Season the Salmon: Start by patting the salmon fillets dry with a paper towel. Sprinkle both sides with seasoning salt, paprika, turmeric, salt, and pepper. Set the salmon aside so the spices have time to settle into the fish.
Build the Base: Place a large deep pot over medium heat and add the olive oil. Once warm, stir in the diced onion and both bell peppers. Cook for about 4 to 5 minutes until everything softens and smells sweet. Add the minced garlic and cook for another 30 seconds until fragrant.
Toast the Rice: Pour the rinsed rice directly into the pot with the vegetables. Stir well so the grains coat in oil and flavor. Let it cook for about 1 minute, which helps the rice stay fluffy later.

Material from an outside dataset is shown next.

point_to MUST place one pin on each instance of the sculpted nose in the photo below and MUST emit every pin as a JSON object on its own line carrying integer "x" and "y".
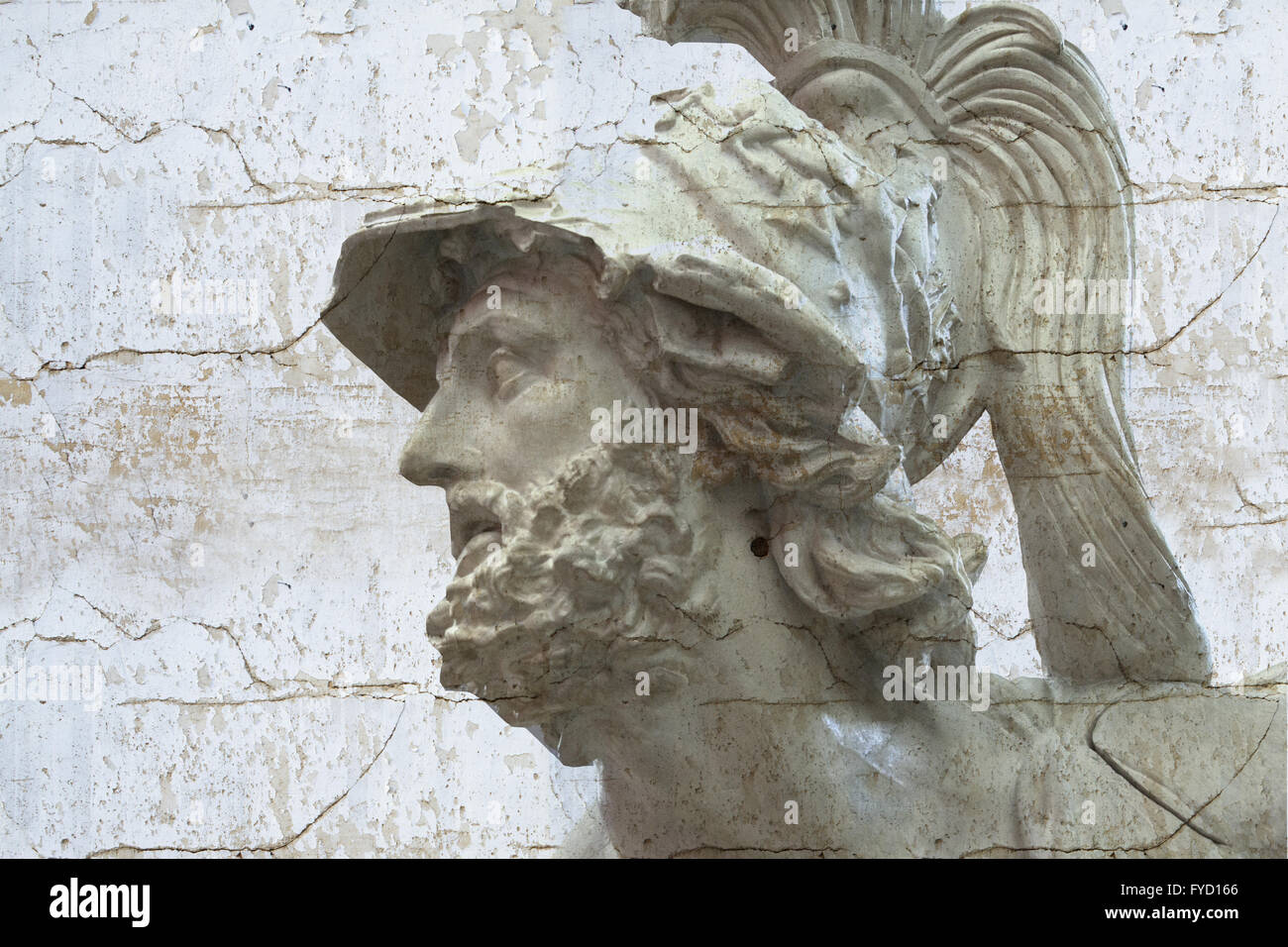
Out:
{"x": 438, "y": 454}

Add the Broth: Crumble the chicken bouillon cube into the pot, then pour in the chicken broth. Stir gently and bring everything to a light simmer. Taste the liquid and adjust with salt and pepper if needed.
Nestle the Salmon: Once the rice starts bubbling, carefully place the seasoned salmon fillets on top of the rice. Lay lemon slices over the fish for extra freshness. Do not stir at this stage.
Cover and Cook: Lower the heat to medium low, cover the pot, and let everything cook for about 18 to 20 minutes. The rice should absorb the broth and the salmon should turn opaque and flaky.
Finish and Rest: Turn off the heat and let the pot rest, covered, for 5 minutes. This helps the rice finish steaming and keeps the salmon tender.
Garnish and Serve: Squeeze fresh lemon juice over the top and sprinkle chopped parsley before serving. Gently fluff the rice around the salmon with a fork.